Ann, I can't believe you've doubted your writing ability. Like, ever. Your prose is gorgeous and layered and so, so atmospheric, putting your readers in the scenes you've masterfully crafted.
From the beginning, we're there with Lois and Sandman, taken along on this dizzying, horrifying ride:
The robed figure reached out an arm, which grew to an immense length, and grabbed the glowering horizon an eternity away. Reaching out to gather in Lois with his other arm, he pulled them both, at a dizzying speed, up flush against the wall of the horizon. With his bony fingers, he parted its red-black folds, and opened a window onto a world outside; grey, howling and swirling from a blizzard. Grabbing her hand tighter he led her out into the raging, pounding snow. But the screaming white fury didn’t seem to touch her. As if her body had been surrounded by an invisible aura, the snow whirled past her, failing to make contact.
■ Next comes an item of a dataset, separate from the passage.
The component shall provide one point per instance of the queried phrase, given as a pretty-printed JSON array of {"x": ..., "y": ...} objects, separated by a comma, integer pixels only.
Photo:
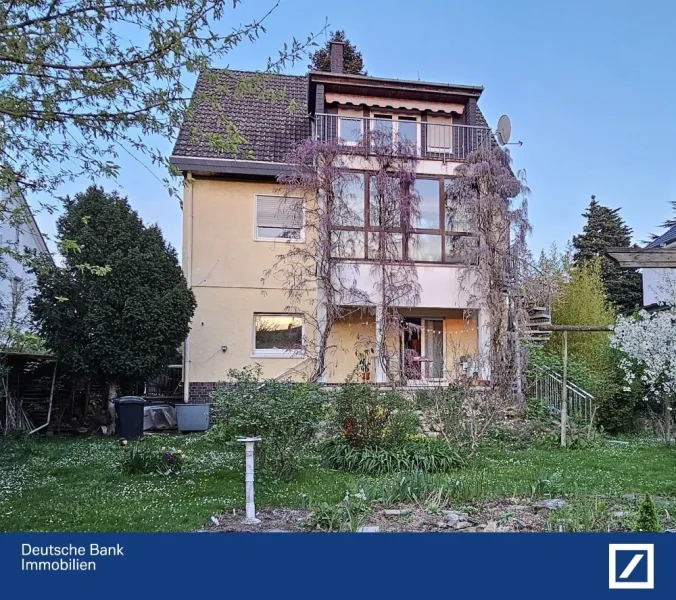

Then she made out the crashed balloon, its huge red inflated air-trap, a beached whale, a titanic Amazon’s cut-off rosy breast, straining and pulling at the remnants of its basket across the snow-choked ground. Next to it, a small, brightly-colored figure of a man, his red cape flapping furiously in the wind, was carefully cradling an unmoving, broken-looking woman in his arms.
Wow. Just wow. The description here is stellar. (One tiny nit-pick: When you write "a titanic Amazon's cut-off rosy breast," I've paused there every time because of the "cut-off," though I completely understand the reference. Maybe "severed" would work better there?) Honestly, I'm at a loss for proper FDK, and this is just the fourth and fifth paragraphs of your story!
But even staring Death in the face, Lois doesn't lose her famous indignation:
”What???” She grabbed the Dream-Lord’s robe and shook him, sending stars and spiders flying. ”You bring me here just to make me watch myself dying???” Turning, she spat sparks of fury at the approaching shape of Death. ”And you can take your scythe and shove it!!! I’ll make you sit on it!!!"
*loves* This was a great way to allow us to breathe, if only for a second.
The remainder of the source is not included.